Es muss dem «Weissen Gold» – wie das Salz immer wieder bezeichnet wird – aber auch ein rätselhafter Zauber innewohnen, der die Menschen seit jeher fasziniert. Auf der blossen Zunge mag Salz im Gegensatz zu Wein, Brot oder Zucker ungeniessbar schmecken. Aber als Symbol oder Metapher für ein Leben in idealer Gestalt und geistiger Gesundheit scheint es eine unheimliche Kraft zu besitzen, die über die profan heilende Wirkung von Medikamenten und Solbädern oder das Abschmelzen von Eis und Schnee auf winterlichen Land­strassen weit hinausgeht. Nicht wirklich erstaunlich ist daher, dass alles, was sich in der Welt mit Ideen und Fragen, Hoffnungen, Antworten und Prophezeiungen – zu welchem Thema auch immer – durch die Jahrhunderte exponiert hat, das Salz nicht nur einfach erwähnt, sondern zum Lebenselixier schlechthin erhebt. Das geht von Jesus Christus in der Bergpredigt, über Aristoteles, Paracelsus, Heinrich Heine, Johann Wolfgang Goethe, Friedrich Nietzsche, Gottfried Keller, Honoré de Balzac, Wim Wenders bis zu den unverwüstlichen Rolling Stones, deren sozialpolitischer Rock­titel «Salt Of The Earth» (1968) in einer melodramatisch anmutenden Songzeile mündet: «Let’s drink to the hard working people / Let’s drink to the lowly of birth / Raise your glass to the good and the evil / Let’s drink to the salt of the earth!» Schlicht glorios liest sich das. Das Leben ist nicht salzig, sondern Salz ist das Leben! Dieses Credo macht jeden simplen Salzstreuer einer Ménage in der Beiz klammheimlich zu einer Art Geist aus der Flasche mit segnend-apokalyptischer Sprengkraft. Oder es erhebt die Frage von Pablo Neruda «Wenn alle Flüsse süss sind, woher kommt denn das salzige Wasser im Meer?» zur Frage aller Fragen. 

Beim nächsten Spaziergang an der Birs werde ich daher versucht sein, in einem unbeobachteten Moment einen Finger ins Wasser zu tunken, zu kosten und klamm hoffen, dass es sich irgendwie salzig an­mutet. Wenn nicht, helfe ich mit dem Salzstreuer aus der Küche nach. Dann drücke ich uns die Daumen, bis sie blau werden. Vielleicht eröffnet sich uns die Chance, dass uns wie weiland in ein paar Jahren wieder die Steuern erspart werden. Und darum darf das Leben durchaus etwas salzig sein.

 


 

Marko Lehtinen

Das Salz vom Himalaya

 

Himalaya-Salz! Was das Wort nicht alles impliziert. Hohe Berge, reine Natur, mystische Kultur, ein Salz, so edel und pur wie ein Bergkristall. Oder so ähnlich.
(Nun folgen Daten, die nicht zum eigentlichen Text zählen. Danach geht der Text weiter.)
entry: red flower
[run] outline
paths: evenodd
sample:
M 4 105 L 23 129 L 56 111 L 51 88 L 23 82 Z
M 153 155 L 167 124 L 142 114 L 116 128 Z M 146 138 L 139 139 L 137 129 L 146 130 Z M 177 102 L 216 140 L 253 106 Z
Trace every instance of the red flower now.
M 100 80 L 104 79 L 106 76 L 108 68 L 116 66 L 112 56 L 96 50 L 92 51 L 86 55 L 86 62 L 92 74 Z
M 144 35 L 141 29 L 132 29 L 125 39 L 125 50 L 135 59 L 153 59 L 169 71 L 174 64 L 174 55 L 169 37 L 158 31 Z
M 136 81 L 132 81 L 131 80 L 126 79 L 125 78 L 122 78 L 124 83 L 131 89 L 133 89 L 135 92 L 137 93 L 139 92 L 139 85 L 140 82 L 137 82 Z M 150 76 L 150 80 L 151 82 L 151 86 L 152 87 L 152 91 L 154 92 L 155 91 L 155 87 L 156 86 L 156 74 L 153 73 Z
Kürzlich hielt ich ein solches Himalaya-Salz in den Händen. Ich fragte mich, was es damit auf sich hat und googelte ein bisschen im Netz. Zu meinem Erstaunen erfuhr ich, dass Himalaya-Salz tatsächlich aus Asien stammt und nicht einfach aus werbetechnischen Gründen so heisst. Genau genommen soll es in einem Mittelgebirge in der pakistanischen Provinz Punjab, rund 200 Kilometer südwestlich des Himalaya-Gebirges, gewonnen werden.

Nicht schlecht. Allerdings leuchtet mir nicht ein, warum ich ein solches Salz kaufen sollte. Neben seinem ökologischen Fussabdruck spricht auch der Preis nicht eben für dieses Produkt. Und überhaupt: Salz ist doch nichts weiter als Salz, lassen wir uns da nichts vormachen.

Das Äquivalent aus meiner Kindheit heisst übrigens Aromat. Meine ganze Genera­tion ist mit der gelben Streuwürze auf­gewachsen, und in meinem Elternhaus wurde ganz generell statt Salz einfach Aromat verwendet. Es vergingen Jahre, bis ich begriff, dass ich auch einmal mit ganz gewöhnlichem Salz kochen könnte.

Auch wenn ich seither nie mehr einen Aromat-Streuer in den Händen gehalten habe, haftet der Geschmack bis heute in meiner Erinnerung – als ein Stück Kindheit, die ich in den 70er-Jahren durchlebte. Wie die Fleischvögel oder der Riz Casimir, wie der Banana Split oder das Sorbet aus der aprikosenförmigen Plastikschale.

Aber wie ist das nun mit dem Himalaya-Salz? Steckt da mehr dahinter? Ich gebe dem Trend eine Chance, nehme das grobkörnige, leicht rosafarbene Salz, streue etwas davon auf mein Hohrückensteak und das Gemüse – und zucke mit den Achseln. Bei einer Blinddegustation würde ich dieses Produkt nie vom Durchschnittssalz aus meinem Streuer unterscheiden.

Hohe Berge, reine Natur und mystische Kultur? Die Assoziationen verfliegen so schnell, wie sie gekommen sind.